In the next section, the claim of lawyers not being able to disrupt is quite
short-sighted. _Brown v. Board of Education_ , _Roe v. Wade_ , _Plessy v.
Ferguson_ , etc. etc. are all court cases, brought by lawyers, that have
caused a significant amount of disruption.

------
lutusp
The answer depends on how one defines "smarter". If "smarter" means being able
to organize things that naturally tend to become disorganized, then yes,
programmers are smarter than lawyers.

Programmers thrive by creating local violations of entropy. Lawyers _are_
entropy.

------
hackernewbie
Because of my own myopic, self-interestedness I actually do think some
programmers are smarter than most lawyers. But this article is not evidence or
argument of that.

Knowledge wise they are on a par, though having said that you can't be a
lawyer without knowing x > massive amounts of law, and you can be a programmer
(not necessarily a good one) without knowing x amounts about a language,
structures, and low level.

The kicker is abstract/mathmatical knowledge/ability.
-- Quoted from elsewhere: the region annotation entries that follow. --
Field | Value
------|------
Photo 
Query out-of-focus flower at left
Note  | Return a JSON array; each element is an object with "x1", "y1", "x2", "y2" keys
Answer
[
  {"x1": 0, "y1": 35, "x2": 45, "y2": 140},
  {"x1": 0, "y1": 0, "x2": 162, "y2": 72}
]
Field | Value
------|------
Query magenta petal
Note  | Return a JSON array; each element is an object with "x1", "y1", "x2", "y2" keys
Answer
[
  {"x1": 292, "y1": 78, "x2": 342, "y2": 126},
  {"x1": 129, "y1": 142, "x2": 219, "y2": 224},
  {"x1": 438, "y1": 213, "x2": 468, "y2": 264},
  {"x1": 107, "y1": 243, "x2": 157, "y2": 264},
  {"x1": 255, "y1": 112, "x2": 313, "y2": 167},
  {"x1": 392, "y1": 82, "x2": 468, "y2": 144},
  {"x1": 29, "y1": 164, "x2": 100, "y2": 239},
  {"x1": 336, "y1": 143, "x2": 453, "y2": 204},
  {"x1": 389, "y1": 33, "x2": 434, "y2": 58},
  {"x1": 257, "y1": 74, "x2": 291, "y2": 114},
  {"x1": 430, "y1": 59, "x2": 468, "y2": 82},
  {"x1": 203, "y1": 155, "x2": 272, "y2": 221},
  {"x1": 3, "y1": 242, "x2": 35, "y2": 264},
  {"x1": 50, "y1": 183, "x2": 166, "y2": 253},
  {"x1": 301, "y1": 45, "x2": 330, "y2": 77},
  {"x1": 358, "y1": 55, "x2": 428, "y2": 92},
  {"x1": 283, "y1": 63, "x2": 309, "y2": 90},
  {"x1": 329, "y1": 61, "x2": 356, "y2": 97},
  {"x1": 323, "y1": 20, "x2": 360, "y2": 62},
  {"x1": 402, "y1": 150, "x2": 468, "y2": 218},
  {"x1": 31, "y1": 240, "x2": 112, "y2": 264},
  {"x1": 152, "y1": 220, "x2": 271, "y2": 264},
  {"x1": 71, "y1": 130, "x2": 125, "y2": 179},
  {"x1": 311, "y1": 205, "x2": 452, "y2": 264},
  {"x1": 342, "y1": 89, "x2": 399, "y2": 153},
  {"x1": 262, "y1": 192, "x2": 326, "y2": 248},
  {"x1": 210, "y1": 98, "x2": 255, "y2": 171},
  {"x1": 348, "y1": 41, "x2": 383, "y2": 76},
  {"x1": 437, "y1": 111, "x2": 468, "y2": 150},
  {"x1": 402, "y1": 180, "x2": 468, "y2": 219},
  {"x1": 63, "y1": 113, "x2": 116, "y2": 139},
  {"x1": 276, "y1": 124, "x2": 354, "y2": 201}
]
Lawyers require none. To
my mind abstract problems require the most 'intelligence' as it were. But
again that's personal bias.

------
dromidas
How is being disruptive any indication of smartness?

It is the field which enables you to change industry standards, not the people
who populate it.

If anyone is well known as being disruptive I would say it was the scientist.
Science research has a waaaaay longer and more impactful history of being
disruptive to society than anything else in the (recorded) history of mankind.
We programmers are a new breed and are still in our infancy. Programming
technology is still in its respective dark ages.

------
will_brown
>Do lawyers get to disrupt? I think they don't.

I could go on ad nauseam, but compare Jim Crow Laws and Plessy v. Ferguson to
Brown v. Board of Education.

A more modern example is the fine disruptive work being done at the EFF.

------
error
This is a very stupid question! So I guess you are not a programmer :)

------
guard-of-terra
peterwiese if you are reading me, you are hel lbanned and all your comments
are marked [dead].